The monoethanolamine (MEA) constituting the urea body is the active hydrogen compound used for decomposition of the thiourethane resin swarf R1 (see the reaction step of Example 1 for details).
(Second Step)
In a 100-mL flask equipped with a condenser, the polyurea-containing mixture P1 (31.0 g) obtained in the first step was weighed, and 31.0 g (0.30 mol) of diethylenetriamine (DET) as an amine compound (manufactured by FUJIFILM Wako Pure Chemical Corporation) was added thereto, followed by heating at 145° C. for 3 hours. Subsequently, to the resultant, 16.0 g (0.40 mol) of sodium hydroxide (NaOH) was added, and this was followed by heating at 145° C. for 3 hours to obtain a second reaction mixture.
After diluting this second reaction mixture with addition of methanol, the resulting diluted solution was vacuum-filtered to remove by-produced sodium carbonate.
The thus obtained filtrate was vacuum-concentrated to obtain a mixed amine mass.
The thus obtained mixed amine mass was sampled, and the concentration of XDA in the second reaction mixture (hereinafter, also referred to as “GC concentration”) was determined by gas chromatography analysis.
The result thereof is shown in Table 4.
Further, assuming that the whole amount of the polyurea-containing mixture obtained in the first step was the urea body (polyurea compound) of XDA and MEA, the XDA generation ratio (hereinafter, also referred to as “GC yield”) was determined based on the GC concentration.
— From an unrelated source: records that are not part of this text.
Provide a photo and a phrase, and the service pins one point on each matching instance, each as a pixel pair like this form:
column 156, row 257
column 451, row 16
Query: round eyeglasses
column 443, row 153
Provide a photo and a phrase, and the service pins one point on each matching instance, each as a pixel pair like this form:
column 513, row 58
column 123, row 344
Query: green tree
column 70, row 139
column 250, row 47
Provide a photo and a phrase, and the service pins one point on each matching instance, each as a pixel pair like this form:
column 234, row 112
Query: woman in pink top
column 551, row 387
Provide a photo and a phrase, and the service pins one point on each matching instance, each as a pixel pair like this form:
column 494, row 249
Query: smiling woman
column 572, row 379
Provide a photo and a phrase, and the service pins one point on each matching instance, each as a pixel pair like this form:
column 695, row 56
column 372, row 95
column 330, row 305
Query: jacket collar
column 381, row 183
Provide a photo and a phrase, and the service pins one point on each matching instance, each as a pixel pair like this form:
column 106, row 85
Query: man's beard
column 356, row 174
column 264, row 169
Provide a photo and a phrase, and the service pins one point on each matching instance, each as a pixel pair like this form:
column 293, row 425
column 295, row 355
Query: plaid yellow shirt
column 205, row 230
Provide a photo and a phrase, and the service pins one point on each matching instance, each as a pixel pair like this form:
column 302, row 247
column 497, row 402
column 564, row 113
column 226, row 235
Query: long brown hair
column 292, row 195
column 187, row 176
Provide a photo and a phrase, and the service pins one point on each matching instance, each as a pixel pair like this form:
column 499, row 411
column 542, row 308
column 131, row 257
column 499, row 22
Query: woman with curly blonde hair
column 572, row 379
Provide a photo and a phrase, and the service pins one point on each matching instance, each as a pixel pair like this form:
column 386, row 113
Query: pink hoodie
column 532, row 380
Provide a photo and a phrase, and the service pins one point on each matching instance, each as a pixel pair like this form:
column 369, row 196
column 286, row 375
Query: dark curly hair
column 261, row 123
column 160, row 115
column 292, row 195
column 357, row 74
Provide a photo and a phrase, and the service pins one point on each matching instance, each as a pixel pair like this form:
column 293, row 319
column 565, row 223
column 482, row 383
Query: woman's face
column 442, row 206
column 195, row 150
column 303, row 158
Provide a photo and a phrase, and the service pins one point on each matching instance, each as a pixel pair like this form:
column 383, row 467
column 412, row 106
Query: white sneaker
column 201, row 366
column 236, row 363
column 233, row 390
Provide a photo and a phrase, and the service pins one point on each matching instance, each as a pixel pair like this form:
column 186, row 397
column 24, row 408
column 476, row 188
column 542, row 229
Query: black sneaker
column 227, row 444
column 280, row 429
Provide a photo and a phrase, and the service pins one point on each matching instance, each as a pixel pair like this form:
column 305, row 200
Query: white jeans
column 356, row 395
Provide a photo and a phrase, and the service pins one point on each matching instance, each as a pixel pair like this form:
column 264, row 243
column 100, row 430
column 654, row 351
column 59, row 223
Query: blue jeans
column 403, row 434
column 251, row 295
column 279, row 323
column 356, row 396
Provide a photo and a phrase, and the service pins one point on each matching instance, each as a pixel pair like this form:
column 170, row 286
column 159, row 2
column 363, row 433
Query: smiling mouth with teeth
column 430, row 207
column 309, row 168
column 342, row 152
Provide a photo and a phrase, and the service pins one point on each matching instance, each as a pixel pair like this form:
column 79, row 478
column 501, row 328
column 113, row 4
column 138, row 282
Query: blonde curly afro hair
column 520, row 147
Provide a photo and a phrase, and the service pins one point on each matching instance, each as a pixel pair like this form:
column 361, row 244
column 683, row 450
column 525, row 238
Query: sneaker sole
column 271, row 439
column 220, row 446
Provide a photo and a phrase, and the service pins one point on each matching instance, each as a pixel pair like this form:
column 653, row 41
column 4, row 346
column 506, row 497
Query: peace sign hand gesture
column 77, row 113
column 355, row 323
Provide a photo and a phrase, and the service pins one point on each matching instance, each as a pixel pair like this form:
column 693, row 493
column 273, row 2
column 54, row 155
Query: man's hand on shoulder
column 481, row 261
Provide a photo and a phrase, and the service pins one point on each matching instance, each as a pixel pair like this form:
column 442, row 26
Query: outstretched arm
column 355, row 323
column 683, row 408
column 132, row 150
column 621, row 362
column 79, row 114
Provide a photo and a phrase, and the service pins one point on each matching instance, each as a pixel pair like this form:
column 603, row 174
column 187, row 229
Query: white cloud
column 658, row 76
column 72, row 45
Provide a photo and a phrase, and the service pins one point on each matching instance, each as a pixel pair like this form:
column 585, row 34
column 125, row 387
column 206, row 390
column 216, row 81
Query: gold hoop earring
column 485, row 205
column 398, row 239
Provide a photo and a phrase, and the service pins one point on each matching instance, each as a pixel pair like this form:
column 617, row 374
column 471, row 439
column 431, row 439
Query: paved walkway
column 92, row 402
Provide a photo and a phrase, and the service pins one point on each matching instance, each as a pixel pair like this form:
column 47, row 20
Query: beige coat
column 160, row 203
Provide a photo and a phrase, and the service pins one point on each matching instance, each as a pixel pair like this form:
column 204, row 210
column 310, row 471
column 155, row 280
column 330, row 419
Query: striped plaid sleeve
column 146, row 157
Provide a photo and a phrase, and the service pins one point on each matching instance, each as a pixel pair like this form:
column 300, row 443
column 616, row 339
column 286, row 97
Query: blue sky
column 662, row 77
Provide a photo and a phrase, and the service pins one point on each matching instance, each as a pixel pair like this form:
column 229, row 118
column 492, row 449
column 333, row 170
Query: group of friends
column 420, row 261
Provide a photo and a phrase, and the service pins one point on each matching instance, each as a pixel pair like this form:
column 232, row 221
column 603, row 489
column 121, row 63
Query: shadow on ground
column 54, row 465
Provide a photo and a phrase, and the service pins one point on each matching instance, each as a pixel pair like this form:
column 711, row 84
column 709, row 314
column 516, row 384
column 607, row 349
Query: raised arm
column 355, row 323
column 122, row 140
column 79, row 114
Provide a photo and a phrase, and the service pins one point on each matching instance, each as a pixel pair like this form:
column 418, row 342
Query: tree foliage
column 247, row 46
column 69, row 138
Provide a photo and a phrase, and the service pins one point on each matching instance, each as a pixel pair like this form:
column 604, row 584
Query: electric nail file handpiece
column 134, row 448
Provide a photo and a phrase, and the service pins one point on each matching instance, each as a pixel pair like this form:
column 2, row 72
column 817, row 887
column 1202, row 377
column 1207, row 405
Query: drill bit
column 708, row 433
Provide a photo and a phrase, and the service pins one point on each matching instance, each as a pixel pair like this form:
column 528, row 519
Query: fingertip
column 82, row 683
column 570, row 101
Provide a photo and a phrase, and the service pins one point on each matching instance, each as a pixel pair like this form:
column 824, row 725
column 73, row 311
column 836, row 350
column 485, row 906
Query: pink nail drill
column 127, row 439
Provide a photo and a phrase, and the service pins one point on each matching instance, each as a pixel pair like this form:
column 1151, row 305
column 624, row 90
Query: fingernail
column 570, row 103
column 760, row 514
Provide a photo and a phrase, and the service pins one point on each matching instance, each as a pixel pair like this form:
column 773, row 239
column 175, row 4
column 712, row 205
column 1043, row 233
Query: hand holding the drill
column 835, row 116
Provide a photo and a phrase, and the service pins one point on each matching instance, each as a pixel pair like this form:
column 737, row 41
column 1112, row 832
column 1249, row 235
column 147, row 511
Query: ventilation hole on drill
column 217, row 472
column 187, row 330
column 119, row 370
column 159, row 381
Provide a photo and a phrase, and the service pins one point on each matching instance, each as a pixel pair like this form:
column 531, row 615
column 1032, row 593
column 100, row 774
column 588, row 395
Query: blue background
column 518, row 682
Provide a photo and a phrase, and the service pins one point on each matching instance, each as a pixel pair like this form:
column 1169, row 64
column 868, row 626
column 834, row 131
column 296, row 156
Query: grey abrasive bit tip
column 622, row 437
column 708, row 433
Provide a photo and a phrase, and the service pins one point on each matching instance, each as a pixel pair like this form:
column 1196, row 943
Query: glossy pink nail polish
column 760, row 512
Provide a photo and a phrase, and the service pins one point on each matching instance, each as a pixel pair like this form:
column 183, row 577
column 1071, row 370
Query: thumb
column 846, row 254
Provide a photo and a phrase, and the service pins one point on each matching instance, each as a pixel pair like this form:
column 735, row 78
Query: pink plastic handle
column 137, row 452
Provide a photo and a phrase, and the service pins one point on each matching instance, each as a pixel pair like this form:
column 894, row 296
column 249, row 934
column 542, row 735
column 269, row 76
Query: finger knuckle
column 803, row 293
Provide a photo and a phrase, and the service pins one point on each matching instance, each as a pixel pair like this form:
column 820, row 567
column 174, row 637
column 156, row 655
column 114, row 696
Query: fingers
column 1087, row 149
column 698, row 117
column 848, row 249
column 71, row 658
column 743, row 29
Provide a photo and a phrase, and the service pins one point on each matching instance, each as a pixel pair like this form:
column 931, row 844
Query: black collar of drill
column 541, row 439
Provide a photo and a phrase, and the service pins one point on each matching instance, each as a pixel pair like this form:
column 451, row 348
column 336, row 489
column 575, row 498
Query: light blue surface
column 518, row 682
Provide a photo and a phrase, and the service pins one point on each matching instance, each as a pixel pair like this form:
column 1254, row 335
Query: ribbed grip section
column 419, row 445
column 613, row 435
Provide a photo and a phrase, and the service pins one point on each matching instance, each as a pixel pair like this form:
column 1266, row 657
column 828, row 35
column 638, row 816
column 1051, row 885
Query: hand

The result thereof was as shown in Table 4.
It is noted here that XDA is a polyamine compound generated as a thiourethane resin raw material, which is a target material.
The same operations as in Example 201 were performed, except that the solid (i.e., filtration residue) generated in the separation step of Example 1 was changed to the respective solids (i.e., filtration residues) generated in the separation step of Examples 2 to 11.
The GC concentration and the GC yield of XDA in the resulting second reaction mixtures are shown in Tables 4 and 5.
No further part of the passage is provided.